Alors son inquiétude sembla augmenter et il jeta un nouveau coup d’œil sur le buisson.

Un léger froissement de feuilles se fit alors entendre, et de l’ombre du buisson sortit une petite tête qui se dirigeait lentement vers le Sauvage.

C’était la tête d’un serpent à sonnettes.[2]

Immobile, les yeux dilatés, le Sauvage observait les moindres mouvements du reptile qui s’avançait tout doucement et avec précaution, comme s’il eût eu la conscience de la force et de l’adresse de son redoutable adversaire.

Quand il fut à quelques pas du Sauvage, il s’arrêta, se redressa et, la gueule béante, il s’élança vers son visage.

Mais avant qu’il l’eût touché, l’Indien, de sa main restée libre, lui donna un violent soufflet et l’envoya retomber à plusieurs pas de lui.

Aussitôt après, il tenta un nouvel effort pour se dégager ; mais ce fut en vain.

Le reptile furieux s’avança une seconde fois et recommença l’attaque ; mais cette fois avec plus de précaution encore.

Après s’être approché plus près qu’auparavant de son ennemi, il s’élança avec une nouvelle fureur ; mais sans plus de succès, car la main du Sauvage l’envoya rebondir, encore plus loin qu’auparavant.

Le Potowatomis fit alors un effort suprême pour se délivrer ; mais ce fut encore inutilement ; il resta cloué dans l’ouverture du soupirail.

Prompt comme l’éclair, le reptile, l’écume aux lèvres, le regard en feu, la gueule gonflée par la rage, et sortant une langue bifurquée et sanglante, revint de nouveau en rampant vers sa proie.

Les écailles de sa peau, que la rage faisait étinceler des plus vives couleurs, miroitaient sous les rayons argentés de la lune, et le léger bruit des anneaux de sa queue, semblable au bruit du parchemin froissé, troublait seul le silence de la nature.

Cette lutte silencieuse, au milieu du silence de la nuit entre un serpent et un Sauvage encore plus subtil qu’un serpent, avait quelque chose de si fantastique qu’on eût dit deux mauvais génies se disputant dans l’ombre quelque malheureuse victime.



Le serpent s’avança si près de l’Indien que celui-ci aurait pu presque le saisir de la main.

Il se redressa une dernière fois et renvoyant sa tête en arrière, il prit son élan.

Le Sauvage le guettait toujours de la main, suivant des yeux les moindres oscillations de son corps.

Il était facile de voir que la lutte suprême allait commencer et se terminerait bientôt par la mort de l’un des deux adversaires.

À l’instant où le serpent se précipitait comme un dard sur son ennemi, le Sauvage leva encore la main ; mais cette fois l’élan du serpent avait été si rapide et instantané, qu’il ne put l’attraper, et le reptile le mordit à la joue.
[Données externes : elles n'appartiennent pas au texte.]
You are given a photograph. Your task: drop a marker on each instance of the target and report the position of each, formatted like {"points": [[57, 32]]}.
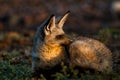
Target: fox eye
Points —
{"points": [[59, 37]]}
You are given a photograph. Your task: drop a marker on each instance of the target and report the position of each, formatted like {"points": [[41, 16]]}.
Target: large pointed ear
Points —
{"points": [[50, 25], [63, 19]]}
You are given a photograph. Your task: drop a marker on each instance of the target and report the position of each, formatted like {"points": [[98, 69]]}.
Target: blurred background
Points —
{"points": [[98, 19], [95, 18]]}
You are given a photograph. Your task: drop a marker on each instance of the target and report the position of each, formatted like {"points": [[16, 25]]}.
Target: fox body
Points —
{"points": [[48, 49], [89, 53]]}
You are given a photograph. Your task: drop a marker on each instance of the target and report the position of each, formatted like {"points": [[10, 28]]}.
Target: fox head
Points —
{"points": [[54, 33]]}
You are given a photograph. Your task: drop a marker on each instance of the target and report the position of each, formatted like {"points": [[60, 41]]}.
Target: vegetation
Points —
{"points": [[15, 62]]}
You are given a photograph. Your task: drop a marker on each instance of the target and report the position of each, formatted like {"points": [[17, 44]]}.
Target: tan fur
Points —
{"points": [[90, 53], [48, 50]]}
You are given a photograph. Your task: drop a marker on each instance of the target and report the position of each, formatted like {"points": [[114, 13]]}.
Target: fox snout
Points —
{"points": [[68, 41]]}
Un cri rauque mourut dans la gorge du Sauvage qui saisit de la main le serpent avant qu’il eût pu s’échapper, et, l’approchant de sa bouche, dans sa rage, il le déchira avec ses dents et le mit en lambeaux.

Vaines représailles ; car le coup était porté.

Quelques minutes après, d’horribles convulsions et des cris affreux annoncèrent que le venin mortel avait produit son effet.

La victime se tordait avec désespoir au milieu d’atroces douleurs.



On crut d’abord qu’il était à la fin parvenu à s’évader ; mais plus tard on trouva le cadavre, énormément enflé, encore pris dans l’ouverture du soupirail.

Ses yeux injectés de sang étaient sortis de leurs orbites ; sa figure était noire comme du charbon, et sa bouche entr’ouverte laissait voir deux rangées de dents blanches, d’où pendaient encore quelques lambeaux du reptile et des flocons d’écume mêlée de sang.

La Providence elle-même avait pris le soin de venger l’assassinat du jeune officier.


ÉPILOGUE.


Et, dès que je suis seul, je m’assieds et je pleure.

Louis Veuillot.

Voici quelques détails sur la famille qui a été témoin de la tragique histoire que nous venons de raconter et qui seront une nouvelle preuve de la véracité de notre récit.

M. Du Perron Baby vécut encore plusieurs années après ces événements.

J’extrais ce qui suit de l’inventaire de ses biens :

« M. Jacques Du Perron Baby décéda au Détroit vers le 2 août 1789.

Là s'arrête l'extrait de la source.